I cut 1″ diameter oak dowel into several 30 mm high sections using my Makita 2704 table saw, pilot drilled them, drilled a countersink in the top to make the screw head flush, secured the lower body section in place with double sided adhesive tape, screwed the dowel sections in place and laid up the upper section before screwing it in place (no glue for the test body yet). The images in the gallery below illustrate the test body and rough cut Khaya neck inserted into the alignment jig. This was required to open out the neck mortise.
When the body section alignment jig was ready, I inserted the final body upper section and screwed through the upper section of the test body to mark out the positions of the holes for the body fixing screws. I then fitted the final body upper and lower sections and drilled and countersunk pilot holes for the body fixing screws. Then I painted the exposed cavities with Rustins Blackboard Paint, glued the body sections together and glued in the small oak insert with tremolo bolt retaining bar with wood glue. I filled in the remaining screw head countersink with wood filler and abraded it flush with the wood.
I also glued in a sixpence where the tone potentiometer body will be situated as fitted to Brian May’s original Red Special guitar. I presume that this was added by Brian to take up the space between the bottom of the tone potentiometer and the floor of the control cavity to ensure a good earth/ground connection with the control cavity shielding foil. I used a sixpence from the same year Brian was born (1947). The images in the next gallery illustrate the assembled body after this work was complete with the tremolo knife edge plate in place but not attached. I used my CNC machine to cut a control cavity overhang support pillar from oak; this cut very accurately, only requiring a fraction of a millimetre removed from the upper surface by abrading and illustrates how much time and effort CNC can save over making these parts manually.
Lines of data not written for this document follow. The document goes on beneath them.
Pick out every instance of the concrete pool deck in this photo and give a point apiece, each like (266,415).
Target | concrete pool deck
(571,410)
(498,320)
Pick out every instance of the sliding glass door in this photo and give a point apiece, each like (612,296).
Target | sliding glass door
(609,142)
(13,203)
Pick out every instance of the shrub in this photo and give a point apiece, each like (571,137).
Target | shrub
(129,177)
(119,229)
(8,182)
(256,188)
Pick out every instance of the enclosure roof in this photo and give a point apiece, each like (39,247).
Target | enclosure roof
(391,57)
Moving on in the body assembly process, I glued and screwed in the knife edge plate, added additional securing screws in the small oak block in the upper section which I almost overlooked, set in sections of 6BA brass machine screws into the cuboid rebates with epoxy resin to act as polarity posts and added stainless steel penny washers rebated into the rear of the large oak insert in the lower body section. I drilled 3/16″ holes through the body and 4.7 mm deep circular rebates into the back of the oak insert on the lower body section using a 25 mm Bosch Forstner drill bit, glued in the 1″ diameter, nominally 1/16″ (1.5 mm) thick stainless steel repair washers, inserted the stainless steel machine screws and 3/16″ thread hex nuts then secured these with a Loctite threadlock adhesive.
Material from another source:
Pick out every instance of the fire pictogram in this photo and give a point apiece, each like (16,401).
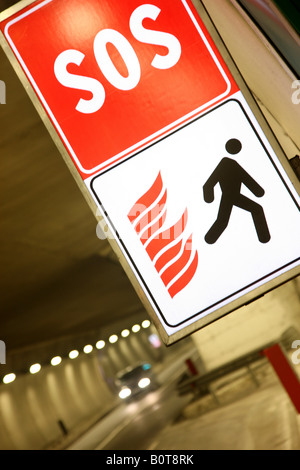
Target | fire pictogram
(169,249)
I used my CNC machine again to reduce the thickness of an oak panel to 1/8″ using a large diameter cutter. Then using a 2 mm diameter 2 flute bit, cut the oak plugs with hexagonal hole and filed the corners out a little with a diamond file. The oak plugs were glued in using superglue and abraded flush with the surface. I filled over the countersunk machine screw heads with epoxy resin and the wood screw heads with Ronseal wood filler, allowed these to dry then abraded flush with the surfaces.